Which brought me to writing this blog the day I was to go in for a root canal. I had the root canal, I was nervous, but I knew that my fear and avoidance of the dentist is what got me to the place where I would need a root canal. And once it was done, that I could be proud of myself for once again conquering one more fear.

I feel so much better physically and emotionally and am proud of how far I’ve come in challenging my fears and not letting anxiety run my life.

It’s hard overcoming fear, but it is absolutely necessary if you want to take your life to the next level. The following are some of the key principles for overcoming fear so you can manage fear and start to live your best life.

  1. Be gentle with yourself. Keep in mind that your fear served you at one point in your life and kept you safe. Keep reminding yourself that rather than keeping you safe, your fear is keeping you stuck in an area of your life where you don’t want to be stuck. That in order to grow, you need to face it and develop a plan for moving through it.
  2. There is no best way to move through your fear.

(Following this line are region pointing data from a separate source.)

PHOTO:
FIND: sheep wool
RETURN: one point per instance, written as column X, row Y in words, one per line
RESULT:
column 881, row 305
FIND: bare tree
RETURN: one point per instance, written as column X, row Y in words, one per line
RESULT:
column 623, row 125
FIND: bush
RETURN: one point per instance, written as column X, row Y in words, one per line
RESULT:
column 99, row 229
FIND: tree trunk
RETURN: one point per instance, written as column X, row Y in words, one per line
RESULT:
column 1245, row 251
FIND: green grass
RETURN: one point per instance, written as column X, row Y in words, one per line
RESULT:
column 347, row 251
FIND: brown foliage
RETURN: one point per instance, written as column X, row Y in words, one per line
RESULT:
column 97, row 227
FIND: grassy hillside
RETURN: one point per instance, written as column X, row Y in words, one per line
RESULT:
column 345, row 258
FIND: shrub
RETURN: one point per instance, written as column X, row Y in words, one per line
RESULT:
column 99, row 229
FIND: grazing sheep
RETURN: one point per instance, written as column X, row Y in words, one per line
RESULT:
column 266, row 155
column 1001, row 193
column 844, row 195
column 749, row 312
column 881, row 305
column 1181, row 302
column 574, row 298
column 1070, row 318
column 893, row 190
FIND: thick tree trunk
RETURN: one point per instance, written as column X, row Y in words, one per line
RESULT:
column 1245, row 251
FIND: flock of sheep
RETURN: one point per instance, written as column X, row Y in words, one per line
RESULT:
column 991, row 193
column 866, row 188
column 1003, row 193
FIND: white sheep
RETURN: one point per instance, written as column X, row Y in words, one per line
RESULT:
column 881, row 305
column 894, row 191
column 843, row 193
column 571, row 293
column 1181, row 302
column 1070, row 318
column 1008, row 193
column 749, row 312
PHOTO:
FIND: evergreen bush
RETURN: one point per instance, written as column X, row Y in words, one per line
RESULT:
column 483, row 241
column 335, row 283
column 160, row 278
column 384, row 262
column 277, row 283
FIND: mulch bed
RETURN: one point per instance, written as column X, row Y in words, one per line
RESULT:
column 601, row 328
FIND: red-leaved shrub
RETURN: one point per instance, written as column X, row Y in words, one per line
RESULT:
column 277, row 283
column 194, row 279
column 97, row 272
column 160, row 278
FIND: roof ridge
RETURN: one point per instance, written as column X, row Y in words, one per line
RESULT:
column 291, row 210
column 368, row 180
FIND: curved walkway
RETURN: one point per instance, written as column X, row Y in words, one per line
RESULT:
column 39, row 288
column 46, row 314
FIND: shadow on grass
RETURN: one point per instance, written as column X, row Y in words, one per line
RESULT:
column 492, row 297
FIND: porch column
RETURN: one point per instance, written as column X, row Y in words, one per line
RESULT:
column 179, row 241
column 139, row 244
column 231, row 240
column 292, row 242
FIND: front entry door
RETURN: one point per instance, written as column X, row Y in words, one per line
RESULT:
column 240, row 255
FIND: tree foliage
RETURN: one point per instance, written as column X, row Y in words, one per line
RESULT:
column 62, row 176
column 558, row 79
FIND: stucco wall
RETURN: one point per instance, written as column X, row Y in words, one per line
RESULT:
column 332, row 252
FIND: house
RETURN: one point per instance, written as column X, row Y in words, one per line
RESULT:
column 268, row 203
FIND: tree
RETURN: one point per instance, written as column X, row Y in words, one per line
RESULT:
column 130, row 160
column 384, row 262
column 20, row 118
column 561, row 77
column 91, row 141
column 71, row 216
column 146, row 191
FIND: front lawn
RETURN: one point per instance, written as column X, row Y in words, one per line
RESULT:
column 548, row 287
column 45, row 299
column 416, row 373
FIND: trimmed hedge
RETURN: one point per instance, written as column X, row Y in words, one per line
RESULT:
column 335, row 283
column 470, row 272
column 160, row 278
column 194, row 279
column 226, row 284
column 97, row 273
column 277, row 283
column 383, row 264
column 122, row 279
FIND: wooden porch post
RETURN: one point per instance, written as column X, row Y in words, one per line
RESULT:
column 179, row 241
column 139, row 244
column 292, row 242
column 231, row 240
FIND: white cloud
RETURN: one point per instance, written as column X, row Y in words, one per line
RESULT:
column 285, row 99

Forget the “I shoulds” when telling yourself how swiftly you should overcome your fear. Instead, be patient with the process and know that not every time you challenge your fear will lead to the success you had imagined. But, it’s still a step forward and necessary for working through it.
  3. Learn when you start to feel fear in your body. What does it feel like? What triggers it? Then breathe in through your nose for a count of five, hold for a count of five, and out through your mouth for a count of five. Repeat until you feel calm again.
  4. Find a way to reflect daily on your thoughts, feelings, and emotions. Getting all of the thoughts (over 70,000 a day) out of your head helps you make sense of your feelings and how your thoughts influence your feelings, including your fear. I do this through writing or journaling. Meditation can be a great way to do this as well.
  5. Consider how your life would be if you didn’t conquer this fear. Then consider how it would be if you did conquer this fear. Then start taking that one small step towards challenging your fear today.

Remember, avoiding or hiding from something in your life only gives it more power and makes it bigger. You are in charge of your life and you are the only one with the power to make it the best life possible. You can do this!!!